University of Dundee

EASTBIO: Machine learning based analysis of cell and tissue dynamics during gastrulation

This 4 year PhD project is part of a competition funded by EASTBIO BBSRC Doctoral Training Partnership This opportunity is open to UK and EU nationals.

Applicants should apply by completing the EASTBIO application form (downloadable from the EASTBIO website) and e-mail to Candidates should also include their academic transcripts and ensure that they ask their referees to send completed references to Applicants may wish to explain their motivation for joining the EASTBIO training programme.

This aim of this highly interdisciplinary PhD project is to combine state-of-the-art machine learning and artificial intelligence (AI) based image analysis with sophisticated biophysical modelling to quantitatively analyse the cell behaviours that drive gastrulation in the chick embryo, a model system for human development.
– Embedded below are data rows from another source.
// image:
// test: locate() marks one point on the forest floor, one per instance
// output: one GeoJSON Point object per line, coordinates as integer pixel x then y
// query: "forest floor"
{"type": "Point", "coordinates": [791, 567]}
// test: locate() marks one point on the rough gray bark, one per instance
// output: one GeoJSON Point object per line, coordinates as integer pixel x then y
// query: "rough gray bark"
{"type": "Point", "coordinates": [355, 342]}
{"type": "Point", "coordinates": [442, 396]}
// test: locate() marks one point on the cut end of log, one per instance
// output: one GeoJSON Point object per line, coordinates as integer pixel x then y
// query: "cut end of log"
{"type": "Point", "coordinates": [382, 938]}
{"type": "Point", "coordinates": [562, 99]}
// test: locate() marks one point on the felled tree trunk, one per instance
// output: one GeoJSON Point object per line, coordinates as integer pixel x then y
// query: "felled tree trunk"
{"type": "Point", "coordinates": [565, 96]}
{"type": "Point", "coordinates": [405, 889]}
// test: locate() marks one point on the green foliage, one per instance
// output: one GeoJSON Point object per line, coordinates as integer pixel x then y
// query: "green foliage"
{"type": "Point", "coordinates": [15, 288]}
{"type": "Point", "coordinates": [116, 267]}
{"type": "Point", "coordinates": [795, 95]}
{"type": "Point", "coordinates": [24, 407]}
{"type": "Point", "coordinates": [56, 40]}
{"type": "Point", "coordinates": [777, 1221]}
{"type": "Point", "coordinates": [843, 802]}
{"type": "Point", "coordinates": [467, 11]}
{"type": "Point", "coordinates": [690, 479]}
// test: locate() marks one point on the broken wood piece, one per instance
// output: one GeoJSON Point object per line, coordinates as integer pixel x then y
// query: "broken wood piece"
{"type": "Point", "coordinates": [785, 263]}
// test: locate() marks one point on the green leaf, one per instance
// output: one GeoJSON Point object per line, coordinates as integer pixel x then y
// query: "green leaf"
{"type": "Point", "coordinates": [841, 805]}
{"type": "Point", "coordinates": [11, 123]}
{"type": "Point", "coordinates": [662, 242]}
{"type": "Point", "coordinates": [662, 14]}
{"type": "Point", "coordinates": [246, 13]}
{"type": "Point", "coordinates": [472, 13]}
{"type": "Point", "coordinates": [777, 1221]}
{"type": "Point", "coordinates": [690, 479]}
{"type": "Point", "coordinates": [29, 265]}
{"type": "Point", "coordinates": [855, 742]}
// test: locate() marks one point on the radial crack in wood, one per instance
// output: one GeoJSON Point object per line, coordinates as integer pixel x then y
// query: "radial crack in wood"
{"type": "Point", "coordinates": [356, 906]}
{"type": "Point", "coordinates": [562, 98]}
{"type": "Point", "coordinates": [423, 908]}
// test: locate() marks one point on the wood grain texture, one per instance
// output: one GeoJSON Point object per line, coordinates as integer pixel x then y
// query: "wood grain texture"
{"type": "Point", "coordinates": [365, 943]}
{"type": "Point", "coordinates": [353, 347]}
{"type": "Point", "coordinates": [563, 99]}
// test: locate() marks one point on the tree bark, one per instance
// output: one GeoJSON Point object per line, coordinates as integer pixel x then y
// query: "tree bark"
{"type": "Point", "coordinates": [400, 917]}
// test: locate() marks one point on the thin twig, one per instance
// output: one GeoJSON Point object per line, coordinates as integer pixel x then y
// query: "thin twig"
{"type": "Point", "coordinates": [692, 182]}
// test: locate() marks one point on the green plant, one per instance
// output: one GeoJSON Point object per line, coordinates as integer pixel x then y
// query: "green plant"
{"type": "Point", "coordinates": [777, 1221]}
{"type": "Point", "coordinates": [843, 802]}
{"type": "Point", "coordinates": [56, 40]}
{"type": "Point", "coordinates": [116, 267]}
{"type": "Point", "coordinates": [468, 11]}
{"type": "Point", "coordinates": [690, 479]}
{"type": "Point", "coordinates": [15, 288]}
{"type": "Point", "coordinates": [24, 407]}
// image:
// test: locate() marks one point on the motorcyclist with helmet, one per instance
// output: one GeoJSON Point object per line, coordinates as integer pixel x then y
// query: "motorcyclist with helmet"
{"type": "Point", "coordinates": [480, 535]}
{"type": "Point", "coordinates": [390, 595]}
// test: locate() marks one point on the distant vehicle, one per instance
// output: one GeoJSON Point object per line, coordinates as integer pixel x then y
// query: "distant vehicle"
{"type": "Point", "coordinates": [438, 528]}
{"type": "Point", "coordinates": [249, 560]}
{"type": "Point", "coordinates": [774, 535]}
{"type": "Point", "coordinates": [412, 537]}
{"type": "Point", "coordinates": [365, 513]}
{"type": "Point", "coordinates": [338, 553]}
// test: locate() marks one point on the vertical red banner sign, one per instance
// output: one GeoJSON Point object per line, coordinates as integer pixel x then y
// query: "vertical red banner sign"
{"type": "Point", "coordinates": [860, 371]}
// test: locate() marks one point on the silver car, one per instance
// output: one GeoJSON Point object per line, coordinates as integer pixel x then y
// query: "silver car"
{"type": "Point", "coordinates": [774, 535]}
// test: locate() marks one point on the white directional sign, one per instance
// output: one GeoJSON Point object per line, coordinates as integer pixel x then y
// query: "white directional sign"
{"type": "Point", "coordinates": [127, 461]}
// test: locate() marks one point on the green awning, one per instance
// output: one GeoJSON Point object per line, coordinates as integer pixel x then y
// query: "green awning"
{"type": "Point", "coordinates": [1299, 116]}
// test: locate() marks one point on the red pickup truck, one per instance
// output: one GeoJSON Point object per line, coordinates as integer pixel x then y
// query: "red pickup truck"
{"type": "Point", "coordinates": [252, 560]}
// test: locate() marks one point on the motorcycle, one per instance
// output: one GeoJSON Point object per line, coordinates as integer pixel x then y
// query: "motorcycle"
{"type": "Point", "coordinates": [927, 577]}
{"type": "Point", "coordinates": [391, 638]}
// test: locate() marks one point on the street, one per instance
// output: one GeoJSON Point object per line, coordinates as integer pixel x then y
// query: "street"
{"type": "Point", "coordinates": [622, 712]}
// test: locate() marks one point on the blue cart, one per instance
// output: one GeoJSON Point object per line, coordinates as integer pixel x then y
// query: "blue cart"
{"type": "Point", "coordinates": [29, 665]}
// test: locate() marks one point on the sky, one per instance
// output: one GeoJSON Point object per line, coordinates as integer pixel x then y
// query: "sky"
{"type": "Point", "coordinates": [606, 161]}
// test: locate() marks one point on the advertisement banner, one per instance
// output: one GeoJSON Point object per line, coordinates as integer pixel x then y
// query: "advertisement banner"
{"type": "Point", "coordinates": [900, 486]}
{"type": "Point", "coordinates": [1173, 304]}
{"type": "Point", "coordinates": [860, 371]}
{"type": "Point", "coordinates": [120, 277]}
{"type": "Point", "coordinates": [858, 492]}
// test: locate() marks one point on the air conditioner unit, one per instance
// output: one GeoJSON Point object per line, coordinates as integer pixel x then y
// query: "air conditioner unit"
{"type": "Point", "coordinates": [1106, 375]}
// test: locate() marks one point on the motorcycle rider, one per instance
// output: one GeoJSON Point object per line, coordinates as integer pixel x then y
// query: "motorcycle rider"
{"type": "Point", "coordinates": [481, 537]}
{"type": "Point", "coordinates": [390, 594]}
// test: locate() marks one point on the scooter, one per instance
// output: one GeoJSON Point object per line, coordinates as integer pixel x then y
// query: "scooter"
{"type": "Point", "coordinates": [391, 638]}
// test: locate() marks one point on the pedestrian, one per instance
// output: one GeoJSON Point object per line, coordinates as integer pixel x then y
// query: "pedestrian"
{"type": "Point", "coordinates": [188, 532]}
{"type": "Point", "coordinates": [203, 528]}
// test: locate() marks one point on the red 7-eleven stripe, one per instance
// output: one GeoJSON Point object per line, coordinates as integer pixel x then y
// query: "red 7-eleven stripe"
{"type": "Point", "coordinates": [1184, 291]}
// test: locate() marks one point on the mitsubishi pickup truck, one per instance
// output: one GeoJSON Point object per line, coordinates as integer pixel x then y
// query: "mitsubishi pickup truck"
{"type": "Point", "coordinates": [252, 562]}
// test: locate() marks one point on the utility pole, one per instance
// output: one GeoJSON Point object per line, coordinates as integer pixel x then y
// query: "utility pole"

Gastrulation is characterised by large-scale tissue deformations and differential tissue movements that result in the formation and positioning of the three primary germ layers, the ectoderm that will give rise to the skin and nervous system, the mesoderm that will form the muscles an skeleton and the endoderm that will form the lining of the gut and associated glands in the embryo. These complex time varying three dimensional coordinated tissue deformations derive from the motility and contractility of hundreds of thousands of individual cells interacting with their neighbours. The main challenge is to understand how these complex cell behaviours are controlled in space and time through chemical and mechanical cell-cell signalling mechanisms and how these cell movements and rearrangements feedback on cell-cell signalling.This project will focus on the detailed analysis of key changes in cells behaviours of the epithelial epiblast cells that drive the formation of the primitive streak, their ingression through the streak and their subsequent movement inside the embryo to form different organs. This will involve analysis of distinct cell behaviours of fluorescently labelled cells during normal development and under conditions where candidate cell-cell signalling systems coordinating these behaviours have been disturbed through molecular genetic and direct mechanical manipulations. To image the over 200,000 cells in the gastrulation stage chick embryo we have designed and built a unique and highly innovative Fluorescence Light Sheet Microscope that for first time has allowed the detailed live imaging the all the complex cell behaviours, i.e. cell shape change, division, movement and ingression in the developing chick embryos where the membranes have been labelled with green fluorescent proteins (Rozbicki et al, 2015). This method is used in combination with high-resolution multi-photon confocal microscopy to study how individual cell behaviours are integrated in the context to produce more complex tissues during gastrulation.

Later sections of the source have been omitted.